Submitted to: Journal of Food Protection
Publication Type: Peer Reviewed Journal
Publication Acceptance Date: 5/12/2005
Publication Date: 10/1/2005
Citation: Jones, D.R., Musgrove, M.T. 2005. Correlation of eggshell strength and salmonella enteritidis contamination of commercial shell eggs. Journal of Food Protection. 68(4):2035-2038 Interpretive Summary: The poultry industry is constantly working to improve genetic selection so as to enhance production efficiency, meet consumer demand and to produce a better quality product. There are many factors that directly or indirectly affect products of this selection process. For laying hens, eggshell quality is one of these traits. The current research was conducted to determine if there is a correlation between eggshell strength and Salmonella Enteritidis (SE) growth on the shell surface and in the egg contents. A nalidixic acid resistant strain of SE was used to inoculate shell eggs. Shell strength was monitored via objective methods. The results found that there are only weak correlations between eggshell strength and the ability of SE to grow on the shell surface or in the egg contents. Therefore, while shell strength is an important factor for product quality, it is not a major contributor or deterrent for SE growth.

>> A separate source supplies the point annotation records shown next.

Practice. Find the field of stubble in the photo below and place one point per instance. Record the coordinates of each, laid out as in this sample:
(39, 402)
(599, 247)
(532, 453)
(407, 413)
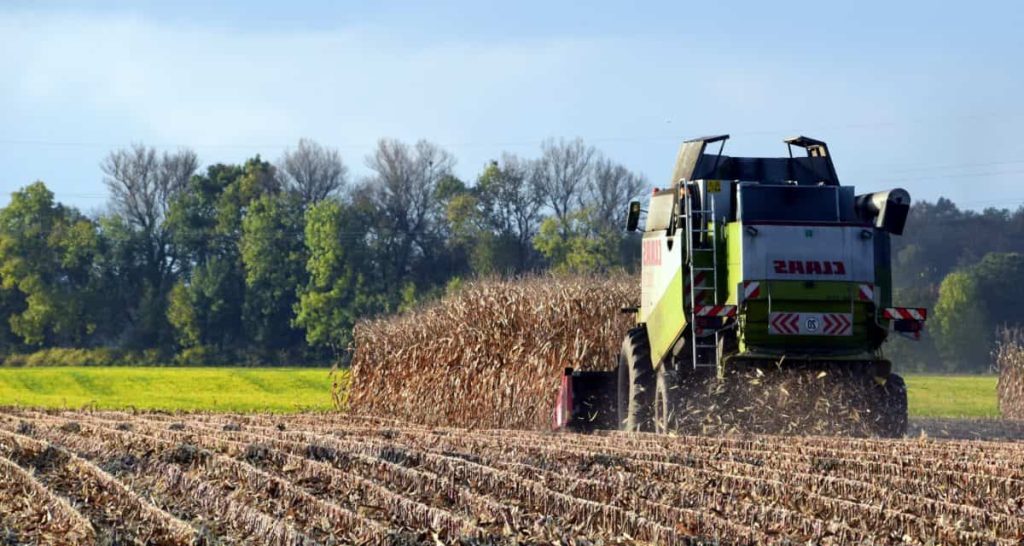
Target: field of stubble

Technical Abstract: Shell quality has been identified as a heritable trait which can be manipulated by genetic selection. Previous research has concluded that many methods of determining shell quality are highly variable in their results. With the development of newer, finite measuring technologies, shell strength can now be assessed in a consistent, objective fashion. A research project was conducted to determine what role shell strength might play in external Salmonella Enteritidis contamination of egg contents. Visibly clean eggs were collected from an in-line shell egg processing facility at the accumulator. Eggs were dipped in a concentrated inoculum of nalidixic acid resistant SE. After storage, eggs were assessed for shell strength along with external and internal SE contamination. In the first study, there was a significant difference (P < 0.05) in shell strength amongst the three replicates. There was also a difference (P < 0.01) in external SE contamination levels between the controls and inoculated eggs. No differences between treatments were found for shell strength or contents SE contamination. In the second study, there were no replicate differences for any of the monitored factors. When rinsate and content samples were enriched, 100 % of the rinsates were positive for SE. No content samples had shown SE during direct plating, but 3-5 % of the samples from each replicate were positive after enrichment. Correlation analysis of the results from each study found only weak correlations between shell strength and eggshell surface and contents SE contamination. The results of this research suggest that shell strength does not play a major role in SE contamination.